Bobcats may be at the top of the food chain, but they still face threats to their survival. In urban and suburban areas, these big cats are dying at alarmingly high rates, which could lead to local extinction. Habitat loss and human development separates bobcat populations from each other and limits their movements across the landscape. Some of this could be mitigated, however, by wildlife corridors.
A recent study published in Biological Conservation found that corridors with native vegetation help bobcats move between remaining habitat patches in the San Francisco Bay Area. To see where bobcats travel and spend time, the researchers outfitted 38 bobcats with GPS collars to record their locations.

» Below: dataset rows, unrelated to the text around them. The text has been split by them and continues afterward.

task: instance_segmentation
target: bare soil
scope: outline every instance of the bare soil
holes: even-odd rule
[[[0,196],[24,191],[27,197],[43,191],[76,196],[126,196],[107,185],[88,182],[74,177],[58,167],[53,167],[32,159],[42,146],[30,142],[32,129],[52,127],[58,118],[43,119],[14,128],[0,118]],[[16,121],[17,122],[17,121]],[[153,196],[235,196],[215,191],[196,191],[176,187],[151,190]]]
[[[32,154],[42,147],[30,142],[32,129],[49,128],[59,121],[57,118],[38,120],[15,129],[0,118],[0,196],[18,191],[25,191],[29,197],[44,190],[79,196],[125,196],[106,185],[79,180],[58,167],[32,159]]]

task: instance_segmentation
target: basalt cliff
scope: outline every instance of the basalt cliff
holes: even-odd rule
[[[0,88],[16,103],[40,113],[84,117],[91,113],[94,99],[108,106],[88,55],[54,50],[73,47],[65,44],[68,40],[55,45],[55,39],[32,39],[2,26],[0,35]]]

Using these coordinates and satellite maps, the researchers saw that bobcats traveled through areas with more plants and avoided areas with conventional agricultural and high-density housing. Yet, they wondered, would protecting these bobcat highways be enough to protect the species?

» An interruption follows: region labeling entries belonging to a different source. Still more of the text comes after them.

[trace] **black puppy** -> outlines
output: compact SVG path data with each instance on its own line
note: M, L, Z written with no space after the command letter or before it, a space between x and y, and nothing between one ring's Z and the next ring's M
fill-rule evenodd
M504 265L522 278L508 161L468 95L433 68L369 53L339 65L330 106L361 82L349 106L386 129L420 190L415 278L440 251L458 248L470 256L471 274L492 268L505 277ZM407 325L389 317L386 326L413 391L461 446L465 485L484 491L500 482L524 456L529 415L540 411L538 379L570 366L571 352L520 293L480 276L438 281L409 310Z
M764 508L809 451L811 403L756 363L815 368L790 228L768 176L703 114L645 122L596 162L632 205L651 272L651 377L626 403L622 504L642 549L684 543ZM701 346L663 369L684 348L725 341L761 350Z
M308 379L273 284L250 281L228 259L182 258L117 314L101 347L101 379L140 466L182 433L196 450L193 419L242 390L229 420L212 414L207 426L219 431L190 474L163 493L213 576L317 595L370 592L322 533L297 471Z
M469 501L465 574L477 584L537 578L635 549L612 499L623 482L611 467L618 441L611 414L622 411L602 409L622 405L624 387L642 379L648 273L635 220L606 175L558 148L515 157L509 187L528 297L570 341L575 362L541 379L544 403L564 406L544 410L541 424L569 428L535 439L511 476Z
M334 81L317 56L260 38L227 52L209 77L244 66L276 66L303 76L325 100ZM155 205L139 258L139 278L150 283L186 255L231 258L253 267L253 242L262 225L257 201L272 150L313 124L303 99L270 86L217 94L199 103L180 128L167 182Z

The research team also performed necropsies, autopsies for animals, on dead bobcats in the area. They found that road crossings, particularly those with high medians that the animals couldn’t easily cross, were dangerous for bobcats. More insidiously, rat poisons were a major killer of bobcats despite being highly regulated in California.
Thanks to their data, the research team was able to identify specific areas for permanent bobcat habitat protection in the Bay Area. The study, however, cautions that corridors alone cannot sustain bobcat populations: additional action must be taken to reduce car collisions and poisoning before it’s too late.